Koko paled considerably before he started to beg for forgiveness on the floor. Not to mention for his life too.

"I expect you to borrow Imai's cleaning robot tomorrow without fail." Natsume curtly instructed, although it sounded more like a do-it-or-burn command he most notoriously gave out.

"What! B-B-But she's—no offence Ruka—fucking mental!" Ruka frowned at that statement but said nothing as Koko continued, "She'll charge me 1,000 Rabbits a minute and I don't have that kind of money!" Koko wailed babyishly, regardless to the fact that he was eighteen and the oldest in the room.

Mochu coolly snorted, "Yeah only 'cos you lost all of your savings to, _ahem_, me in our last bet." He wickedly smiled as his eyebrows wiggled, obviously taunting Koko.
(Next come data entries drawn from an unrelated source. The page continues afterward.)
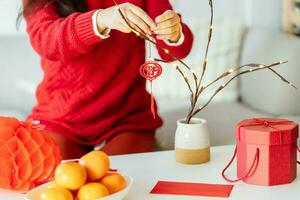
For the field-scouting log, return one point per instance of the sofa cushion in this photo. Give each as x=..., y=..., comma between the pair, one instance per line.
x=263, y=90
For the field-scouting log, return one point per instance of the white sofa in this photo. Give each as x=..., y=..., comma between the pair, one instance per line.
x=256, y=95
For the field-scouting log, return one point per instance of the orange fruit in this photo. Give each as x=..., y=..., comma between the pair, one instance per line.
x=70, y=175
x=55, y=193
x=96, y=164
x=92, y=191
x=114, y=182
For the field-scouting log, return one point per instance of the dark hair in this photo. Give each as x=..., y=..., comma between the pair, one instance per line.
x=63, y=7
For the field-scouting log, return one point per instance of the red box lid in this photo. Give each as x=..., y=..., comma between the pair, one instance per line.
x=267, y=131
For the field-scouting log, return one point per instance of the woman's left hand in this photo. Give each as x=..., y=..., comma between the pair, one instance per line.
x=168, y=26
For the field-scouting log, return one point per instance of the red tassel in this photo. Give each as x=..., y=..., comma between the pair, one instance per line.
x=152, y=103
x=150, y=70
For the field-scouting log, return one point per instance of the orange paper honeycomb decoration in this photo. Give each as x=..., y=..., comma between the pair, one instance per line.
x=28, y=155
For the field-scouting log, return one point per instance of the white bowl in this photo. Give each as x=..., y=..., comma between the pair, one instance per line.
x=32, y=194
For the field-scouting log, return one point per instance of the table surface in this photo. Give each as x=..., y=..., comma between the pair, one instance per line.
x=147, y=168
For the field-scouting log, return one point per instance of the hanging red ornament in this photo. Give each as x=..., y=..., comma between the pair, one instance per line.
x=150, y=70
x=30, y=154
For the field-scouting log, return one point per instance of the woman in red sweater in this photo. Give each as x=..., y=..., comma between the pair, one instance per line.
x=92, y=93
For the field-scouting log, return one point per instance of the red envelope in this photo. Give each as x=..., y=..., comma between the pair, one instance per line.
x=195, y=189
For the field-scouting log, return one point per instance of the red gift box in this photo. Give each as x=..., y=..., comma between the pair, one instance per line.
x=266, y=151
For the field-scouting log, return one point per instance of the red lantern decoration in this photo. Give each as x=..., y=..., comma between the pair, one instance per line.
x=150, y=70
x=28, y=154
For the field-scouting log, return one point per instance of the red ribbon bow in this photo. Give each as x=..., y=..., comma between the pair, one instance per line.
x=265, y=123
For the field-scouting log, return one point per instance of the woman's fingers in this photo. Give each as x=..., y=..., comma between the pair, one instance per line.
x=143, y=15
x=168, y=23
x=171, y=37
x=167, y=31
x=141, y=24
x=165, y=16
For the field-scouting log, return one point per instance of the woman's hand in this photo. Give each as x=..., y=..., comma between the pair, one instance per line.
x=168, y=26
x=110, y=18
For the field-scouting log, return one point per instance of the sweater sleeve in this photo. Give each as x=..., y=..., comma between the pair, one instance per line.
x=57, y=38
x=156, y=8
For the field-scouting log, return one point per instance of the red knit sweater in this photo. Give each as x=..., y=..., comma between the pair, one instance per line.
x=92, y=89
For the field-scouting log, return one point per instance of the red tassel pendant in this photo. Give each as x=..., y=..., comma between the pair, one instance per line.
x=150, y=70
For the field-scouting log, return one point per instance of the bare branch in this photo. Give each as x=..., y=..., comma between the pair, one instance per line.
x=231, y=79
x=185, y=80
x=208, y=41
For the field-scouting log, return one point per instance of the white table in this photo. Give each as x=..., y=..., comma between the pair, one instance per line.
x=147, y=168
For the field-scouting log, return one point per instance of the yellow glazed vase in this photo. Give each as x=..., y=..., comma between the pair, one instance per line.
x=192, y=144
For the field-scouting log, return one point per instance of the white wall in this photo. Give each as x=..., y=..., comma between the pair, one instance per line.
x=262, y=14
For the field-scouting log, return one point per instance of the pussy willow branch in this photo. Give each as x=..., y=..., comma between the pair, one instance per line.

"Fine!" Koko stood up and started to walk towards Mochu, determination emanating from his very pores. "I bet you that . . . that Hotaru won't make Ruka a sandwich!"

Nothing but silence filled the room after that rather bizarre exclamation, and Natsume couldn't help but enjoy it. But alas, it didn't last long—Ruka ruined it by sputtering, "W-What? Me? Sandwich? . . . Huh? And hey!" he barked, rather like a dog, "Don't go making bets about me! Or more importantly my girlfriend!" Everybody didn't fail to notice he sounded pompously proud of the last two words of his sentence.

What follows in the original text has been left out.